The expansion of oil-sands operations and various pipeline proposals to get bitumen to market have incraseingly been topics of conversation in Canada, from debates in the House of Commons to discussions around the dinner table. Much of the discussion has focused around tangible things that we can see – devastation of the Alberta landscape from surface mining operations, pollution of downstream rivers, the threat of pipeline spills, and the danger of accidents involving supertankers along the British Columbia coast.

Conspicuously absent from this discussion has been any acknowledgement of limits on the allowed cumulative carbon-dioxide emissions, and the implications of these constraints for the amount of bitumen than can extracted and consumed. Although many in Canada, both in the oil industry and government, may prefer to pretend that there are no climate-related limits, the rest of the world (and many Canadians) are waking up to the fact that projected global warming – due overwhelming to our emissions of CO2 from the burning of fossil fuels – poses a real and serious threat to the future well-being of the entire human race and of all life on this planet.

To reduce this risk, the nations of the world gathered in Cancun in 2010 and agreed to keep the global average warming below 2ºC. To have any hope of staying below this limit, the world can burn only the remaining conventional reserves of light oil and conventional natural gas. Global emissions of carbon dioxide will have to drop by 50 to 80 per cent by 2050 – less than 40 years from now – and will have to reach zero before the end of this century.

Fortunately, there are many different ways in which this could be achieved, but expanding production of petroleum from the oil sands and building pipelines that lock in expanded oil-sands extraction for the next 40 years is not among them. In a carbon-limited world – which is where we are heading – expensive and carbon-intensive fossil fuels such as the oil sands will be among the first to go, and those who invest in expansion of the oil sands risk significant financial losses.

The good news is we are on the right track with improvements in vehicle efficiency to which we have committed. With technology advancing and plans on the books, the average fuel consumption of new cars and light trucks will drop by half by 2025 and has the potential to drop to three times as much afterwards. Comparable reductions are possible for transport trucks. Prospects are also very good for the development of economical plug-in hybrid electric vehicles, which could be charged with clean, renewable electricity produced from wind, hydro and solar energy. The resulting fuel requirements per kilometre driven for passenger vehicles could be close to nine times less than they are now – low enough that they could be supplied by liquid fuels from biomass or hydrogen produced from renewable electricity sources.
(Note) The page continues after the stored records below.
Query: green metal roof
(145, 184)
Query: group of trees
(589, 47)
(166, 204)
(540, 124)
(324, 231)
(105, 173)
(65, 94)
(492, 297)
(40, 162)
Canada and Alberta need to begin now to prepare for the post-carbon world – a world that will be largely powered by some combination of hydro, wind, solar, and biomass energy – all of which are or could be produced in abundance in Canada. More importantly, the post-carbon world requires that we make energy efficiency our number one priority, because only in that way will our overall demand for energy be small enough that it can be reliably met by renewable, but sustainable, energy sources.

We need to complement a doubling or tripling of the efficiency of the car and truck fleets with a dramatic strengthening of building codes – reducing the energy requirements of new buildings by as much as three times – and a national, 40-year program to retrofit the entire building stock of Canada to reduce the energy requirements of existing buildings much like what is being planned in Germany, the UK and California.

Our current obsession with pipelines is distracting us from these more urgent tasks.

Danny Harvey is a professor in the Department of Geography at the University of Toronto, a former convening lead author of Intergovernmental Panel on Climate Change Working Group 1 report (dealing with climate science) and lead author of IPCC Working Group III (dealing with solutions).